Conlon's emphasis on string theory as something that is useful, even if it is not the ultimate "theory of everything", is unusual in popular writing about string theory – or indeed any physical theory. This clear-eyed and distinctive approach helped Why String Theory? stand out in a strong shortlist of books that are all novel, well-written and scientifically interesting to physicists – the criteria used to determine Physics World's Book of the Year.

Conlon told Physics World that he wrote the book in order to "let the other side of my brain loose" after time spent writing formal scientific papers, and his dry, often acerbic wit is sometimes aimed at string theory's advocates as well as its detractors. At one point, he describes multiverse-based thinking as "incontinence of speculation joined to constipation of experiment," while at another he advises those who seek "proof" of a certain string theory principle that "physics is not mathematics, and those with scruples on this matter can be well advised that the math department on campus is generally in the next building down the street".

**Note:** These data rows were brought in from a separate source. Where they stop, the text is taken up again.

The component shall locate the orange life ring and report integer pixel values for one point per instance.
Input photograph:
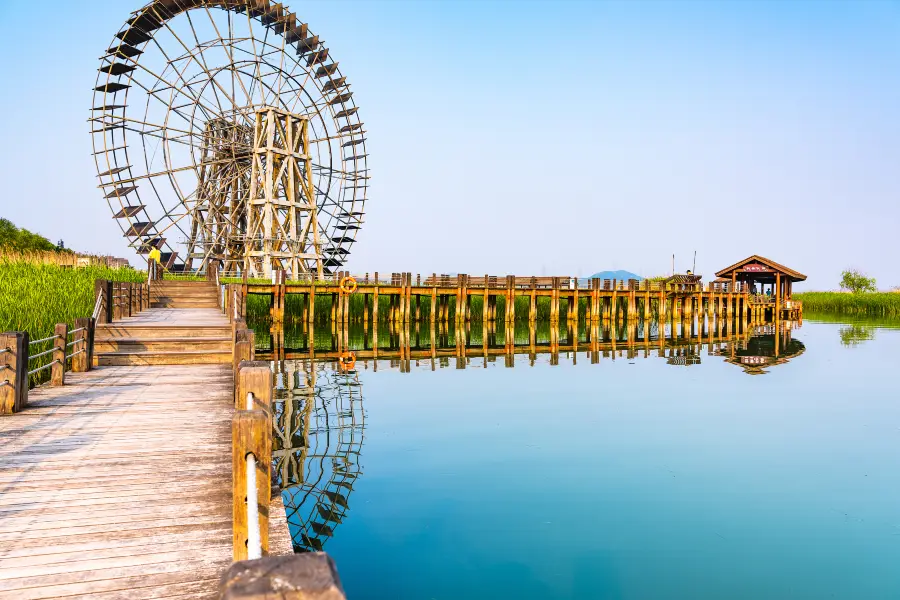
(347, 361)
(348, 285)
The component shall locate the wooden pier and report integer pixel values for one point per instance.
(402, 343)
(451, 298)
(131, 481)
(445, 298)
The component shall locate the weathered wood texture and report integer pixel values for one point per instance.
(118, 484)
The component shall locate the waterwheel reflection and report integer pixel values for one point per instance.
(319, 424)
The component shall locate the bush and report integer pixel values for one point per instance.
(857, 282)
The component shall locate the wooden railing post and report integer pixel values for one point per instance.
(80, 352)
(252, 435)
(58, 370)
(102, 288)
(243, 351)
(13, 371)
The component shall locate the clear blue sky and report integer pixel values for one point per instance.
(545, 137)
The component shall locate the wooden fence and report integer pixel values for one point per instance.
(69, 349)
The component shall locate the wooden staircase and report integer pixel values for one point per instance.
(184, 325)
(183, 294)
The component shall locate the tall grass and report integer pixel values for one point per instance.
(877, 304)
(36, 295)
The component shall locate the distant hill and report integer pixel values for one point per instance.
(620, 275)
(20, 239)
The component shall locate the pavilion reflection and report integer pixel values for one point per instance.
(683, 342)
(767, 346)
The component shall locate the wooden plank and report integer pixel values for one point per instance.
(118, 483)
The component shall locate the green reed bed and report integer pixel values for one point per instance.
(34, 297)
(876, 304)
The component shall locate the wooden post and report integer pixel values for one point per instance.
(13, 371)
(614, 304)
(58, 369)
(365, 310)
(251, 435)
(80, 350)
(375, 302)
(241, 351)
(532, 309)
(409, 317)
(573, 308)
(433, 315)
(311, 309)
(777, 314)
(100, 287)
(632, 302)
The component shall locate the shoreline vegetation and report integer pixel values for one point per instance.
(36, 293)
(872, 304)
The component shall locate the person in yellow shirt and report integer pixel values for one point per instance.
(153, 262)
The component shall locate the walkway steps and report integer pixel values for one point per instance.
(183, 294)
(160, 336)
(165, 357)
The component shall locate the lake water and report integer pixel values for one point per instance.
(696, 474)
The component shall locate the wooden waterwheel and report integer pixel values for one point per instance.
(224, 130)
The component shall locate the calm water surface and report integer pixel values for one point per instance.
(629, 478)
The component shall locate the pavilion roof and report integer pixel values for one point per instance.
(795, 275)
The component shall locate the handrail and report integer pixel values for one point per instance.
(49, 364)
(52, 337)
(44, 353)
(98, 305)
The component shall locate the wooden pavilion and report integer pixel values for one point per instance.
(770, 284)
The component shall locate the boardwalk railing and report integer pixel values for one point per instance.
(23, 362)
(119, 299)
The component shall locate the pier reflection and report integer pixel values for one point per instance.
(318, 408)
(753, 346)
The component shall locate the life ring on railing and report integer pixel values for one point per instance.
(348, 285)
(347, 361)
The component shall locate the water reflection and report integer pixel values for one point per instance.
(319, 423)
(768, 345)
(754, 347)
(318, 409)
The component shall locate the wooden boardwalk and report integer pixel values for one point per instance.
(118, 485)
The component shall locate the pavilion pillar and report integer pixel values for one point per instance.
(777, 296)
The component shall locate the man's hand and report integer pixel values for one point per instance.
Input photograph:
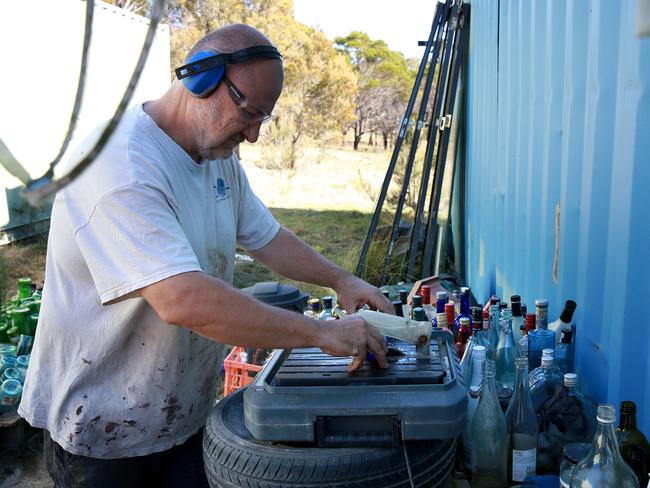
(353, 293)
(353, 337)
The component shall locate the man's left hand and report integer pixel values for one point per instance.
(353, 293)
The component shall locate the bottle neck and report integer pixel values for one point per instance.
(605, 445)
(628, 421)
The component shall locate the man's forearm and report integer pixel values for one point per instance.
(215, 310)
(290, 256)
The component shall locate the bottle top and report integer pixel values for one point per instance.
(567, 313)
(570, 380)
(397, 305)
(530, 321)
(418, 314)
(425, 291)
(606, 414)
(477, 315)
(441, 319)
(567, 335)
(628, 407)
(478, 352)
(403, 295)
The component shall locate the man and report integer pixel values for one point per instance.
(146, 238)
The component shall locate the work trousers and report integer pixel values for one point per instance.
(180, 466)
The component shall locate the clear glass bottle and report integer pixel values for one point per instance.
(473, 386)
(326, 313)
(604, 466)
(313, 308)
(489, 436)
(464, 309)
(541, 338)
(517, 315)
(493, 334)
(521, 423)
(629, 436)
(478, 339)
(564, 321)
(505, 356)
(564, 352)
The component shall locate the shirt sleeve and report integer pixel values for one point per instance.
(131, 240)
(256, 225)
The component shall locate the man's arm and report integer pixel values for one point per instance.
(217, 311)
(290, 256)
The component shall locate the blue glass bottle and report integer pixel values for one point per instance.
(541, 338)
(464, 309)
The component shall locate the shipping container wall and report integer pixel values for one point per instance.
(42, 44)
(558, 176)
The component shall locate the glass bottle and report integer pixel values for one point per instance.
(313, 308)
(604, 466)
(521, 423)
(478, 339)
(564, 322)
(493, 334)
(464, 333)
(541, 338)
(628, 434)
(505, 356)
(464, 309)
(523, 342)
(564, 352)
(489, 436)
(473, 386)
(517, 316)
(326, 313)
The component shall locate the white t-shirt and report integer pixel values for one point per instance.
(107, 378)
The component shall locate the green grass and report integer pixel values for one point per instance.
(335, 234)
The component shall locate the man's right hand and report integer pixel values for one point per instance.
(353, 337)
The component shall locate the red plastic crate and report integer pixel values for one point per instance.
(238, 374)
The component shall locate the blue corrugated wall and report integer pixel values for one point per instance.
(558, 176)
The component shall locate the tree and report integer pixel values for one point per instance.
(384, 78)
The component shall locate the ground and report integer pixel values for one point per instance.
(326, 200)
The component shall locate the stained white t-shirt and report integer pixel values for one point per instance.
(108, 378)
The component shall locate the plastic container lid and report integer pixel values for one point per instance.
(278, 295)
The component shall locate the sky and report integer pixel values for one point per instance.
(400, 23)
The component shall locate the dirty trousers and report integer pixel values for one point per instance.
(181, 465)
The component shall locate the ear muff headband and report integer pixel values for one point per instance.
(204, 70)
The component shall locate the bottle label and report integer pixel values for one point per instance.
(523, 464)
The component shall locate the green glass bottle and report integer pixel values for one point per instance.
(629, 436)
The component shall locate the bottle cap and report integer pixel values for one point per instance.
(628, 406)
(541, 303)
(397, 305)
(478, 352)
(477, 315)
(570, 380)
(441, 319)
(567, 313)
(425, 291)
(606, 414)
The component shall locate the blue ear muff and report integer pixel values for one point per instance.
(203, 83)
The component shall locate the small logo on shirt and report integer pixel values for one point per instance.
(223, 191)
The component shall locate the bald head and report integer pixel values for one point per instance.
(231, 38)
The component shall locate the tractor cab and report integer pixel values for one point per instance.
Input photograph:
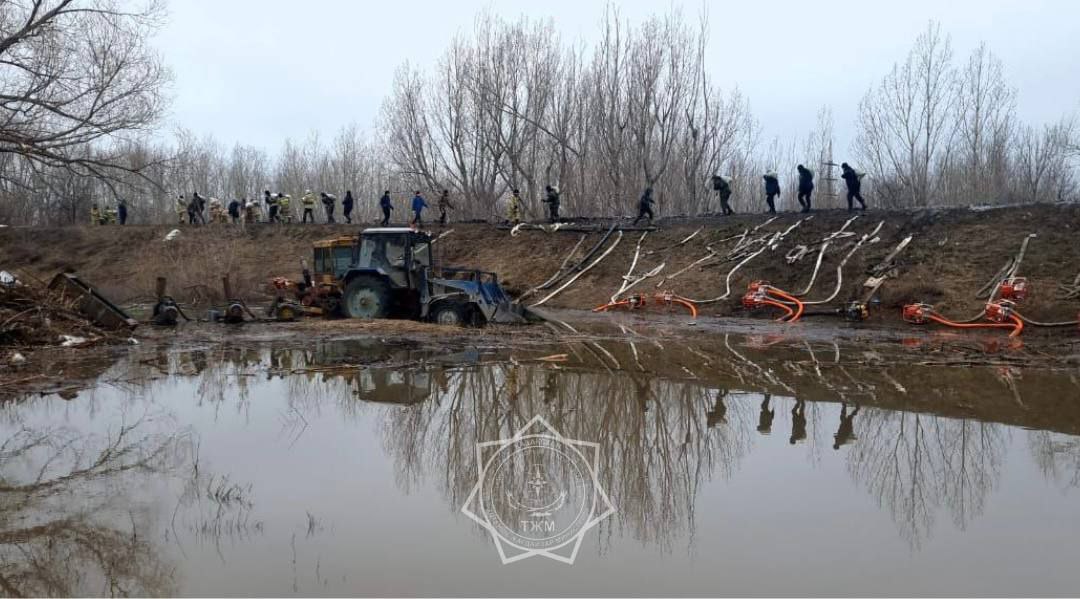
(332, 258)
(393, 272)
(397, 253)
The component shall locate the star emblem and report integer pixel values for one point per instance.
(538, 493)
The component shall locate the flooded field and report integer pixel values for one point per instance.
(738, 464)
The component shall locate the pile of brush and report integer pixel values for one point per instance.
(31, 315)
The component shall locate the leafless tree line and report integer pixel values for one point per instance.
(510, 105)
(936, 133)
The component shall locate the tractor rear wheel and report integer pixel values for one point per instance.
(366, 297)
(450, 313)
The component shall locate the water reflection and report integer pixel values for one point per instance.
(663, 438)
(671, 420)
(70, 523)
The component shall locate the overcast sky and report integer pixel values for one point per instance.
(257, 71)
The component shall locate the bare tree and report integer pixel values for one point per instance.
(905, 123)
(985, 114)
(78, 75)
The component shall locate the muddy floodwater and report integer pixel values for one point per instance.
(737, 464)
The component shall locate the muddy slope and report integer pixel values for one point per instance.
(953, 254)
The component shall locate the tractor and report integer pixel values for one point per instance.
(391, 272)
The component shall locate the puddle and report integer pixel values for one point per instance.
(738, 465)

Why String Theory? had stiff competition from the other nine books on the 2016 shortlist. Unusually, we have singled out one of these books for special recognition. Cosmos: the Infographic Book of Space has a very different format from the other books on our list, conveying information about space exploration, planetary science, cosmology and more via a series of colourful and elegant infographics. Written by Stuart Lowe and Chris North, with input from designer Mark McCormick, the book is both visually stunning and packed with fascinating ideas, and its innovative and well-executed approach earned it Highly Commended status in our competition.

To hear more about these books, you can listen to the latest Physics World podcast, in which our book experts – reviews editor Tushna Commissariat and past reviews editor Margaret Harris – discuss the winner and three other books on the 2016 shortlist with science communicator Andrew Glester, creator of the Cosmic Shed podcast.

This is the eighth year the magazine has picked a Book of the Year. Previous winners include Trespassing on Einstein's Lawn, Amanda Gefter's personal quest to understand the meaning of "nothing" (2015); Stuff Matters, Mark Miodownik's salute to everyday materials science (2014); and The Strangest Man, Graham Farmelo's landmark biography of Paul Dirac (2009).